I applaud you for knowing that Ike needs an active home, not a working family who just wants a dog for the kids and is never around. As you know, my own "Eich" was destined for SAR and was very highly driven. I knew his needs and he knew mine. He would easily go 20-hours nonstop when we had summer parties. He loved going on my brother's pontoon boat for the day. He was always the last "man" standing. On the other hand, he was fine hanging out with me on a lazy Sunday or sleeping in if I was sick. Whenever I was home he was never more than an arm's-reach from me, and I miss that terribly. Although I see alot of "Eich" in "Ike", I think your boy is higher energy.

YOU know Ike best, and I am sure you are doing the right thing for him in looking for job placement, rather than just re-homing. 

As for me, I am not ready. I would like to say that I am, but I am not. Eich was a piece of me, and I have not recovered enough to give a dog the attention he needs. I hope everything works out for you and Ike; I may still ask to visit in February if that's OK. 

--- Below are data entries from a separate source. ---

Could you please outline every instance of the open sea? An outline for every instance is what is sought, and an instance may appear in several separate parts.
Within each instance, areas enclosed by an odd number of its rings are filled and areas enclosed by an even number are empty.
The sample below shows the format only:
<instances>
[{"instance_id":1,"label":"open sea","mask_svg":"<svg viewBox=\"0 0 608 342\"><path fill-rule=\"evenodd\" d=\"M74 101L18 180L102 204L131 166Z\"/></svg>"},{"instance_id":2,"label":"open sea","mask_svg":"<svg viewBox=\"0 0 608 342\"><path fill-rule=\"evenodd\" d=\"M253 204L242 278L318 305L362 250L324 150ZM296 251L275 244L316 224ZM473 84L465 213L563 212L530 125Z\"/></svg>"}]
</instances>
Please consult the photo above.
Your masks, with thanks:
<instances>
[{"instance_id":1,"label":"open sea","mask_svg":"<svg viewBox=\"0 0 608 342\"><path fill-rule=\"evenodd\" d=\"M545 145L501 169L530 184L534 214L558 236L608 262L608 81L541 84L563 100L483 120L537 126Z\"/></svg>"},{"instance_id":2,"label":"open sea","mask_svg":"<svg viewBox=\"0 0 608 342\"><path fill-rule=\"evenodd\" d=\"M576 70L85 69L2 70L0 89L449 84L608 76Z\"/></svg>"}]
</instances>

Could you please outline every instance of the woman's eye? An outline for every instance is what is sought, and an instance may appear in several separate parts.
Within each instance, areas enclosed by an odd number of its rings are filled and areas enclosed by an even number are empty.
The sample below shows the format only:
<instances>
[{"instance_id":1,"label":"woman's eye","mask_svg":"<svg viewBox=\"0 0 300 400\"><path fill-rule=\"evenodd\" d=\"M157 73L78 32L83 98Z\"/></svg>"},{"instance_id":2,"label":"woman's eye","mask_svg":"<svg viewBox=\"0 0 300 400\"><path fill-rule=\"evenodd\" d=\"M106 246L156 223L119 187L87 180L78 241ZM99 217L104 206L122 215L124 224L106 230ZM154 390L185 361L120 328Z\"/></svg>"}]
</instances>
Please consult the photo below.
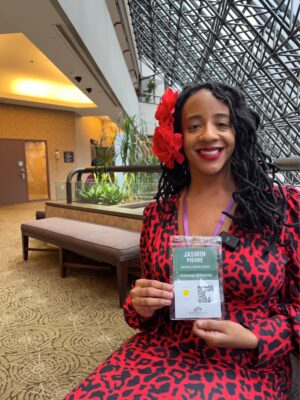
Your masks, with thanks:
<instances>
[{"instance_id":1,"label":"woman's eye","mask_svg":"<svg viewBox=\"0 0 300 400\"><path fill-rule=\"evenodd\" d=\"M229 124L226 124L225 122L218 122L218 123L216 124L216 126L217 126L218 128L221 128L221 129L227 129L227 128L229 128Z\"/></svg>"},{"instance_id":2,"label":"woman's eye","mask_svg":"<svg viewBox=\"0 0 300 400\"><path fill-rule=\"evenodd\" d=\"M189 127L190 131L195 131L196 129L199 129L199 128L201 128L200 124L192 124Z\"/></svg>"}]
</instances>

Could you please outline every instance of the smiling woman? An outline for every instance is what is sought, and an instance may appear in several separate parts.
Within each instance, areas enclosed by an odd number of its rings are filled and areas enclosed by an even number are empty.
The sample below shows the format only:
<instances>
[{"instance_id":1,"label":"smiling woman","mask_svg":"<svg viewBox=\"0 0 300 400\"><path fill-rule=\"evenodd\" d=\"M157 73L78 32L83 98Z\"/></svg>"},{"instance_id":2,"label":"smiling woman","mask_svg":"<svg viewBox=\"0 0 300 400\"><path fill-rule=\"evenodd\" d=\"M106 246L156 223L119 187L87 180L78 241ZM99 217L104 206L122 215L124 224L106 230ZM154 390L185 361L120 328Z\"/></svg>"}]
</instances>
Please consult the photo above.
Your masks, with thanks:
<instances>
[{"instance_id":1,"label":"smiling woman","mask_svg":"<svg viewBox=\"0 0 300 400\"><path fill-rule=\"evenodd\" d=\"M299 192L276 181L257 140L259 117L238 89L216 82L179 96L168 89L156 118L153 151L163 172L157 201L144 210L143 276L124 306L140 332L66 399L286 400L290 354L300 344ZM223 320L170 319L178 299L170 284L179 264L174 236L188 237L180 249L187 255L199 236L225 238ZM207 248L193 247L193 272ZM217 285L193 279L183 296L196 293L197 313L204 303L211 311L222 297L210 296Z\"/></svg>"},{"instance_id":2,"label":"smiling woman","mask_svg":"<svg viewBox=\"0 0 300 400\"><path fill-rule=\"evenodd\" d=\"M181 119L191 176L230 172L235 137L228 106L209 90L200 90L186 101Z\"/></svg>"}]
</instances>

_______________________________________


----------



## Brightelf (Sep 5, 2001)

Cary, I am pulling for you. Pulling for you to heal and feel peace. Eich's loss, your wonderful special boy and best bud, of course still hurts. I wish I could offer more than just understanding.

Ike will find whatever home is ready for him. He looks like such a fun, beautiful boy!


----------



## SouthernThistle (Nov 16, 2005)

It's too bad I am looking for a female German Shepherd. The owner of this boy contacted me not too long ago about potentially adopting him. Best of luck, Cary. It took me a little over a year to consider looking for another German Shepherd after Tobey's passing. I know he'll NEVER be "replaced," but I...and I am sure others on this board...know what you're feeling.









The owner contacted me prior to posting an ad on Craigslist, and, based on her ad, I can assure you that the OP/owner is taking great care in placing him. Like someone said, they are in NO hurry to "get rid" of him. They are being careful, asking for references, home visits, etc.


----------